Suppose we have a table called `t` that has two columns in it:

- `x`: a column containing the x-values of some points
- `y`: a column containing the y-values of some points

Also suppose we use `t.scatter('x', 'y')` to produce a scatter plot of those points:

![](scatter.png)


**Question 1:** Below are two expressions, as well as two histograms.  Match each of the histograms to the expression that produced it. Edit the cell below to give your answer and explain your reasoning.
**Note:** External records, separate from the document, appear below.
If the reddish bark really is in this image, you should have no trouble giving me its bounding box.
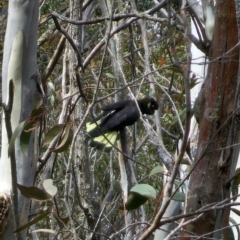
[181,0,239,239]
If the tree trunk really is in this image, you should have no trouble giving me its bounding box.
[182,0,239,236]
[0,0,39,239]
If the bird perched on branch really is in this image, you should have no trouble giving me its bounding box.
[87,97,158,151]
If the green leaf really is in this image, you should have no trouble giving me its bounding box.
[14,212,50,233]
[172,192,185,202]
[8,120,28,156]
[174,180,186,188]
[232,168,240,201]
[20,121,36,157]
[125,192,148,210]
[149,166,164,177]
[106,73,115,79]
[43,124,64,146]
[53,125,73,153]
[130,183,157,198]
[43,179,57,197]
[17,183,51,202]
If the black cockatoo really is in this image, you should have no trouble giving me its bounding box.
[87,97,158,151]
**Expression 1:** `t.hist('x')`

**Histogram for Expression 1:**

**Explanation:**

* * *

**Expression 2:** `t.hist('y')`

**Histogram for Expression 2:**

**Explanation:**

**Histogram A:** ![](var1.png)
**Histogram B:** ![](var2.png)

## 5. Submission

To submit your assignment, click the red Submit button above. You may submit as many times as you wish before the deadline. Only your final submission will be graded. No late work will be accepted, so please make sure you submit something before the deadline!

Before you submit, it would be wise to click on the menu item Kernel -> Restart & Run All.  That will re-run all your cells from scratch.  Take a second look to make sure all your answers are passing the checks.  Doing this will help catch any errors in your homework that result from running cells in a strange order.